Arthur Rocha (left) and Rich Cosh (right).
“I thought it was 7 a.m., but it was 7 p.m.,” he continues. “I called him at 7 a.m. and woke him from a dead sleep. He decided to meet me anyway for breakfast and we talked nonstop for five hours. Best friends ever since.”
The two ended up being business partners and started multiple ventures together. Cosh adds Rocha is even a groomsman for his wedding this summer.
“You can meet amazing people anywhere, anytime, and through any medium, social or not. It just takes making an effort.”
Where to start
Even dating apps like Bumble have features where you can swipe for a friend rather than a date, and sites like Hey! VINA and Meetup have been able to help people meet through common interests.
Kirmayer says these sites are helpful for those who feel isolated due to geographical distances, difficulties related to anxiety or depression, or even life events like becoming a new mother.

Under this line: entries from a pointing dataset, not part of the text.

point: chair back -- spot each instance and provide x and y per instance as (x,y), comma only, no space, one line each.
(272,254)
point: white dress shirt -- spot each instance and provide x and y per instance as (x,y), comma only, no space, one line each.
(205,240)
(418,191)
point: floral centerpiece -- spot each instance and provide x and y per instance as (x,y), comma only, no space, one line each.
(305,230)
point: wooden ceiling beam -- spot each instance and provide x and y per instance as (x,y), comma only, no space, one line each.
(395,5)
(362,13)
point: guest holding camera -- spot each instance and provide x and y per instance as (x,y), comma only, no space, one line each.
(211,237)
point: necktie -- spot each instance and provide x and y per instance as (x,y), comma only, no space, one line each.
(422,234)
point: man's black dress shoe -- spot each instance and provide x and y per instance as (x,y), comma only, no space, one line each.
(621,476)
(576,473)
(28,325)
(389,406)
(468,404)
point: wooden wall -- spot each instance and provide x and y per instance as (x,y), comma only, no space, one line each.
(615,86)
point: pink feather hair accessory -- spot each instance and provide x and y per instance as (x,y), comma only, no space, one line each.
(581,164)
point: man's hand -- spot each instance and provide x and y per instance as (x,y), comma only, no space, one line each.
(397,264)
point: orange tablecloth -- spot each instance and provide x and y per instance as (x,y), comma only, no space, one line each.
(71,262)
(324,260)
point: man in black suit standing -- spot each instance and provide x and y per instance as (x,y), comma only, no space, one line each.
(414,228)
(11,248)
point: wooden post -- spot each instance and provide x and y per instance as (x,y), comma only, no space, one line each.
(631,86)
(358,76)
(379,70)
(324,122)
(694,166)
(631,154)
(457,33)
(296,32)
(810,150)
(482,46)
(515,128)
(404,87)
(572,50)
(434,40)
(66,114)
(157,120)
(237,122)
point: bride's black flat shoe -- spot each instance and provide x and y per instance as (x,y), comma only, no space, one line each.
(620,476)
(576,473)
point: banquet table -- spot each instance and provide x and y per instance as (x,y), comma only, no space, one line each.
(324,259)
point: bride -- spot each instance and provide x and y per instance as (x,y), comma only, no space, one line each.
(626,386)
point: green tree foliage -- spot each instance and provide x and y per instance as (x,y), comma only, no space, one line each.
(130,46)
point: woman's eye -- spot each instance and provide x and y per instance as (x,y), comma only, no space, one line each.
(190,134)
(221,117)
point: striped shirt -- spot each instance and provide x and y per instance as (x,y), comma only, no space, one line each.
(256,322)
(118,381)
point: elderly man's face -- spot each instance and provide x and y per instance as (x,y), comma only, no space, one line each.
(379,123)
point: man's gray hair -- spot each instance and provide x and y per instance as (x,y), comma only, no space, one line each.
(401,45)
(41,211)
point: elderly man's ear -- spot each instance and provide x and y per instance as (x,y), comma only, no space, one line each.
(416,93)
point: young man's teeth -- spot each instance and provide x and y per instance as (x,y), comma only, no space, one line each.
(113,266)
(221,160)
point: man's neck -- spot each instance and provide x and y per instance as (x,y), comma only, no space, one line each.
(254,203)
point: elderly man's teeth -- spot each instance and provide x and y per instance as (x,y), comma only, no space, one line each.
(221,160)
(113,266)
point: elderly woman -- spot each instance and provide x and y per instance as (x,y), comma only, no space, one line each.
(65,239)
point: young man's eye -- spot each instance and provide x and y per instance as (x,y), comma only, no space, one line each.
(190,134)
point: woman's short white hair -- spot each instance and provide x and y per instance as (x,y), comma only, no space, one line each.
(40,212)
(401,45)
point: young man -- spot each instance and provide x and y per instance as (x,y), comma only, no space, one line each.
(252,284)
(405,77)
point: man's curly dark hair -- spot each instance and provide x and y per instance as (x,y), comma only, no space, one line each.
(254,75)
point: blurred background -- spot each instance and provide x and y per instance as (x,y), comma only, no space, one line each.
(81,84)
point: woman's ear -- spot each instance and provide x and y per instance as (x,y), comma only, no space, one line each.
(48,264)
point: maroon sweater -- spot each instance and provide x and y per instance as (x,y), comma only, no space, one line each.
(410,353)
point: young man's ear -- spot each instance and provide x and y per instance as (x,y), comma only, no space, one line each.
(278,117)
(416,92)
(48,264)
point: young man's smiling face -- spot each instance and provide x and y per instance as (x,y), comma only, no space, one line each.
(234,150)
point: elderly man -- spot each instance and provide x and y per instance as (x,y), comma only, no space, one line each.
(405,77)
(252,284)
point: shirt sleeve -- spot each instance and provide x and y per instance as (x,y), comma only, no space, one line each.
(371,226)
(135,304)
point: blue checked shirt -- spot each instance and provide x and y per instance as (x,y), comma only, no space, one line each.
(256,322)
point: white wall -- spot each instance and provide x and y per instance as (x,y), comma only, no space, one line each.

“For those who struggle to meet people and crave social contact, friendship apps are changing the ways we meet people and how our friendships are formed,” she says. “It can be easier to reach out, introduce yourself, and get a friendship off the ground when you know that the other person is also looking to make new friends.”
And as we age, she says we should make friendship a priority.
“It ultimately helps to recognize that investing in friendships does not have to come at the expense of other relationships and responsibilities, but rather can make our lives that much more meaningful and fulfilling.”